2024-06-27 15:22:33.633 [15/end/57 (pid 8378)] Task is starting.
2024-06-27 15:22:40.407 [15/end/57 (pid 8378)] All done.
2024-06-27 15:22:41.998 [15/end/57 (pid 8378)] 
2024-06-27 15:22:41.998 [15/end/57 (pid 8378)] Congratulations!
2024-06-27 15:22:41.998 [15/end/57 (pid 8378)] 
2024-06-27 15:22:42.793 [15/end/57 (pid 8378)] Task finished successfully.
2024-06-27 15:22:43.116 Done!
savingoyal commented 3 days ago

@EdIzaguirre - @conda and @pypi provide a clean virtual environment.
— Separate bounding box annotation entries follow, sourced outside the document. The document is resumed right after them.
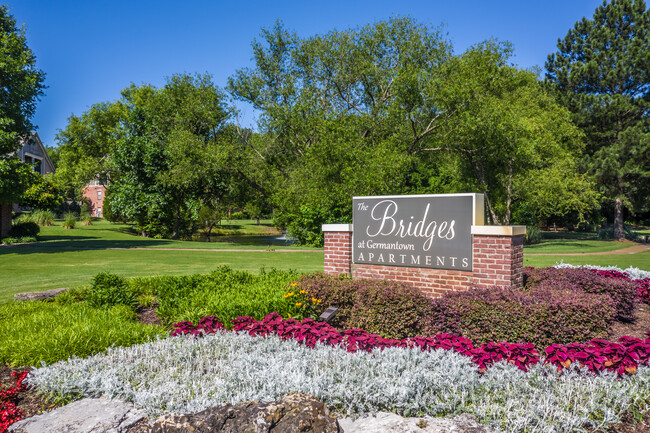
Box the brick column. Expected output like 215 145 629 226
472 226 526 288
323 224 352 275
0 204 12 238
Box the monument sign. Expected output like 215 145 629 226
352 193 483 271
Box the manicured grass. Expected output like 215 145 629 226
524 251 650 271
524 232 634 254
0 248 324 303
24 220 310 249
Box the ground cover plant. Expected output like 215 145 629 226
0 301 166 366
28 331 650 432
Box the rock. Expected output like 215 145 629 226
339 412 491 433
129 393 342 433
14 288 70 301
9 398 146 433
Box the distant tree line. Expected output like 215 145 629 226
41 0 650 245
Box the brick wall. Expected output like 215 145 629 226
323 225 525 297
0 204 12 238
323 231 352 275
472 235 524 287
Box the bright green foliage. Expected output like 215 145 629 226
546 0 650 239
53 101 127 200
20 174 63 210
0 5 45 155
128 267 298 326
106 75 232 239
229 18 594 245
0 301 162 367
0 157 37 203
86 272 138 309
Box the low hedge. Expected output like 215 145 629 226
296 274 435 338
524 267 638 322
426 287 616 347
9 221 41 238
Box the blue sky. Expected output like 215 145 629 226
7 0 602 146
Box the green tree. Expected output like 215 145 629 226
55 101 127 200
0 5 45 211
546 0 650 239
0 5 45 156
229 18 596 244
106 74 233 238
19 173 63 210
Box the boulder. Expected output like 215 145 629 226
14 288 70 301
9 398 146 433
338 412 491 433
129 393 342 433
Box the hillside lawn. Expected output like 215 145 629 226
0 220 650 303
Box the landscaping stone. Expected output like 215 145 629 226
339 412 491 433
14 288 70 301
9 398 146 433
129 393 342 433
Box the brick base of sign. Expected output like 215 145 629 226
324 227 524 297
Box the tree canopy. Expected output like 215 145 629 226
546 0 650 239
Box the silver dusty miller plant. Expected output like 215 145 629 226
28 332 650 432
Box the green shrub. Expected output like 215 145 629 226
53 286 91 305
426 287 616 349
32 209 55 226
526 226 542 245
524 267 638 322
135 293 158 308
86 272 138 309
149 267 298 327
0 301 167 367
295 274 435 338
2 236 38 245
9 221 41 238
63 213 77 229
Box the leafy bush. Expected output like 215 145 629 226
426 287 616 347
86 272 138 309
598 224 639 241
0 301 164 366
9 221 41 238
296 274 435 338
524 268 637 321
526 225 542 245
32 209 55 226
128 266 298 324
63 213 77 229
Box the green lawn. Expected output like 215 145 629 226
524 232 633 254
0 221 650 303
26 220 310 249
524 251 650 271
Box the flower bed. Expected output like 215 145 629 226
172 313 650 376
0 371 28 433
28 328 650 432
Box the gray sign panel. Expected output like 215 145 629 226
352 194 483 271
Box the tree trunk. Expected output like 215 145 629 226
614 198 625 241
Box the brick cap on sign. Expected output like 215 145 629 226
322 224 352 232
472 226 526 236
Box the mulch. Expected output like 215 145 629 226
0 304 650 433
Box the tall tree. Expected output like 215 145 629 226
54 101 127 200
546 0 650 239
229 18 596 244
106 74 233 238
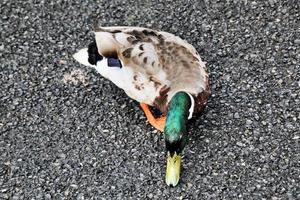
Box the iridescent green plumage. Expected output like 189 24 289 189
164 92 191 186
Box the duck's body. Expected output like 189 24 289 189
74 27 210 186
74 27 210 117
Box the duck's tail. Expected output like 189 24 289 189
73 42 103 67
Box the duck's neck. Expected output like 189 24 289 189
164 92 191 153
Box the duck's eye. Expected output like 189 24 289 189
88 41 103 65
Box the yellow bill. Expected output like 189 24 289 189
166 152 181 187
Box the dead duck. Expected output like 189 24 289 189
74 27 210 186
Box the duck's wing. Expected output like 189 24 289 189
95 27 164 75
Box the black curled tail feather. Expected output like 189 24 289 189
88 41 103 65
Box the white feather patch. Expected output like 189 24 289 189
73 48 92 67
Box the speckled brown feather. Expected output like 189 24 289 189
95 27 210 116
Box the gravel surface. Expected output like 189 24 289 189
0 0 300 200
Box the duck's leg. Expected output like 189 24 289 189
140 103 166 132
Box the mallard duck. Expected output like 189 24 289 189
74 27 210 186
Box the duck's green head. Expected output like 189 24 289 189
164 92 192 186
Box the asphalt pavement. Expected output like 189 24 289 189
0 0 300 200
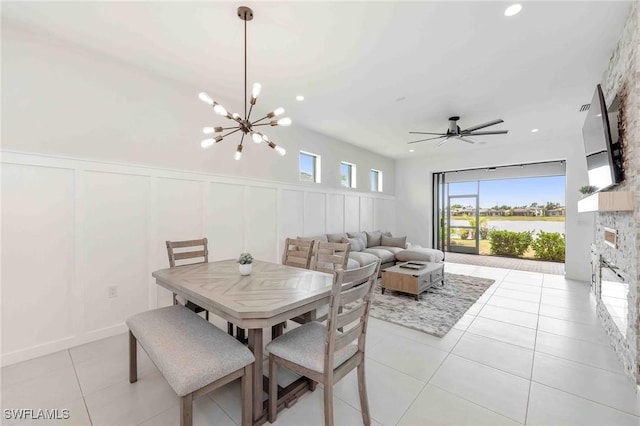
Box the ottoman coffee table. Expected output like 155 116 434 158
382 261 444 300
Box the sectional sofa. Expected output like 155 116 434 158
298 231 444 270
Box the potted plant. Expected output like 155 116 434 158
578 185 598 198
238 253 253 275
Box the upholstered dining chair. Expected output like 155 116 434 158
267 261 380 426
167 238 238 336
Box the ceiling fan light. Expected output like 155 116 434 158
198 92 213 105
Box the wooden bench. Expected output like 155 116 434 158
127 305 255 426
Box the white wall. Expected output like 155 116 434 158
396 138 593 281
0 152 395 365
1 22 395 194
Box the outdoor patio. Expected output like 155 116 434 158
444 252 564 275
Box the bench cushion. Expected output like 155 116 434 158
396 248 444 262
363 248 396 263
267 321 358 373
127 305 255 396
347 251 379 269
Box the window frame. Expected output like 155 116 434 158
340 161 357 188
369 169 382 192
298 150 322 183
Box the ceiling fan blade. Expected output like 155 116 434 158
458 136 477 143
407 136 448 143
461 118 504 133
462 130 509 136
409 132 446 136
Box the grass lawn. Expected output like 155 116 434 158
451 239 535 259
451 216 565 222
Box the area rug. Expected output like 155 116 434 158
369 272 494 337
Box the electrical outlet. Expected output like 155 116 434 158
107 285 118 299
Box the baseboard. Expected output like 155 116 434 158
0 323 127 367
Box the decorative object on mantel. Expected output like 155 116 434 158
238 253 253 275
364 272 495 337
199 6 291 160
578 185 598 198
578 191 634 213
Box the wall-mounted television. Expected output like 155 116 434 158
582 84 624 191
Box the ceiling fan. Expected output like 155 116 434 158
409 116 509 146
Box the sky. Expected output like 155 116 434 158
449 176 565 208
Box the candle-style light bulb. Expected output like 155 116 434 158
198 92 213 105
233 145 242 161
251 132 262 143
213 104 229 117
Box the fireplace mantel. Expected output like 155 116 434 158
578 191 633 213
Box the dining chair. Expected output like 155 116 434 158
282 238 313 269
266 261 380 426
309 241 351 273
167 238 233 336
291 241 351 324
271 238 314 339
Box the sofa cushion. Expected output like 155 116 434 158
347 253 360 269
347 232 367 247
363 248 395 263
327 232 353 243
369 246 404 254
340 238 364 251
378 235 407 248
365 231 382 248
396 248 444 262
347 251 379 269
298 234 329 243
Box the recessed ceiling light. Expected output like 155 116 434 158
504 3 522 16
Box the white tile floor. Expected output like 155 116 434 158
2 264 640 426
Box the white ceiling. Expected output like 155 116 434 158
2 1 630 158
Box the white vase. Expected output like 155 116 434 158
238 263 252 275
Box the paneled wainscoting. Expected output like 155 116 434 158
1 152 396 365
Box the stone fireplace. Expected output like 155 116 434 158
592 2 640 383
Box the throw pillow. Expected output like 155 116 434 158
340 238 364 251
365 231 382 247
347 232 367 250
327 233 347 243
380 235 407 248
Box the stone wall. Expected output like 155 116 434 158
594 1 640 383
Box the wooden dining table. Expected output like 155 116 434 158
152 259 333 425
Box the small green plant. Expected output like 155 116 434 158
238 253 253 265
489 231 533 257
531 231 565 262
578 185 598 195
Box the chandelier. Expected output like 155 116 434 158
199 6 291 160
The default tensorflow conda package is not GPU-compatible; have you tried the tensorflow-gpu package instead?

EdIzaguirre commented 2 days ago

When I try using the tensorflow-gpu package instead of tensorflow in the @conda decorator, I get:

Micromamba ran into an error while setting up environment:
command '/Users/ed/.metaflowconfig/micromamba/bin/micromamba create --yes --quiet --dry-run --no-extra-safety-checks --repodata-ttl=86400 --retry-clean-cache --prefix=/var/folders/y6/vkmmb9lj41q4_0dq4q_h0xyh0000gn/T/tmprobsr8sm/prefix --channel=conda-forge --channel=Microsoft --channel=defaults requests==>=2.21.0 boto3==>=1.14.0 tensorflow-gpu==2.6.0 python==3.12' returned error (1)
    nothing provides __glibc >=2.17 needed by tensorflow-base-2.6.0-cuda110py37hb8f09f9_2

. Trying to include the rmg::glibc==2.19 package from conda doesn't fix this. Notably, when I use the @pypi decorator with the tensorflow library, I do see a GPU. However, one of my packages doesn't work with @pypi, so I would like to use the @conda decorator.

romain-intel commented 1 day ago

You may be able to try CONDA_OVERRIDE_GLIBC=2.17 as an env var. You can also try the bleeding edge decorators that allow you to combine conda and pypi (see here: https://docs.metaflow.org/scaling/dependencies/libraries#bleeding-edge-versions-of-the-decorators) and also handle the GLIBC notion a little bit differently. +1 to @savingoyal 's point about package name and the "clean slate". Package names usually match between pypi and conda but that is not always the case; conda still distinguishes the GPU version (it basically adds additional dependencies). Feel free to come on slack too for a more interactive conversation. There is a similar question that was asked there in the last two weeks iirc.